お互いに好き合う男女に対しては、二人のためを思ってであっても第三者が差し出口をしてはいけない。それは、かえって二人の仲に水を差すことになるということ。

あらすじ

思う仲に口を挟む村

昔々、ある小さな村に住む二人、太郎と花子は、お互いに強く思い合っていました。しかし、彼らの恋の道には、余計なお世話を焼く村人たちがいました。特に、村の長老である爺さんは、二人の仲をあれこれと気にかけ、「太郎よ、花子にはちょっとおせっかいはいかんぞ」といった具合に、何度も注意していました。

ある日、花子が村の祭りに参加することになり、太郎は彼女のために美しい花冠を作りました。彼がその花冠を花子に贈ろうとしたとき、爺さんが間に入って、「太郎よ、花冠はやめておけ。花子は町の商人に心を奪われていると聞くからな」と口を挟みました。太郎は心を痛めましたが、花子の笑顔を信じることにしました。

その祭りの日、太郎は勇気を出して花冠を花子に渡しました。しかし、その瞬間、爺さんがまたやってきて、「そんなもの、もらったら迷惑に思われるぞ」と言い放ちました。花子は困惑し、周りの村人たちも噂を信じ始めました。すると、花子は自分の思いを表現できず、太郎を避けるようになってしまいました。

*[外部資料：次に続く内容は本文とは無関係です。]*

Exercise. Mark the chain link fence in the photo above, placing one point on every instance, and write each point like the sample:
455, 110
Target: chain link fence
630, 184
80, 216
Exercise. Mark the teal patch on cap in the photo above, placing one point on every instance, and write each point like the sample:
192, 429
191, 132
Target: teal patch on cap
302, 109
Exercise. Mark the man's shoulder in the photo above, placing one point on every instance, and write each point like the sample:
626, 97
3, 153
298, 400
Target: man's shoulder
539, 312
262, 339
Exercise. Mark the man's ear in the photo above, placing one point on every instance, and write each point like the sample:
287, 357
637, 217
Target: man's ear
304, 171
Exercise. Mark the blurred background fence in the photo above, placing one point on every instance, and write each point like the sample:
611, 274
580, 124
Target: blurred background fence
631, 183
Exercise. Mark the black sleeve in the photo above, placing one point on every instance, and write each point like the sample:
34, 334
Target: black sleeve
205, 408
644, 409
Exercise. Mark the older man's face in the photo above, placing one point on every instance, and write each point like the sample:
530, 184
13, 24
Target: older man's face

気づけば、二人の仲は完全に冷え切ってしまいました。村人たちは、お互いの愛を応援するどころか、無用な口出しで二人の心を遠ざけてしまったのです。太郎は心に秘めた思いを抱えながら、村人たちに教訓を得て、「思う仲に口さすな」と静かに呟きました。それ以来、村の人々は恋愛に対して余計な口出しをしないよう心掛けるようになり、恋する二人に優しい眼差しを向けるようになったのでした。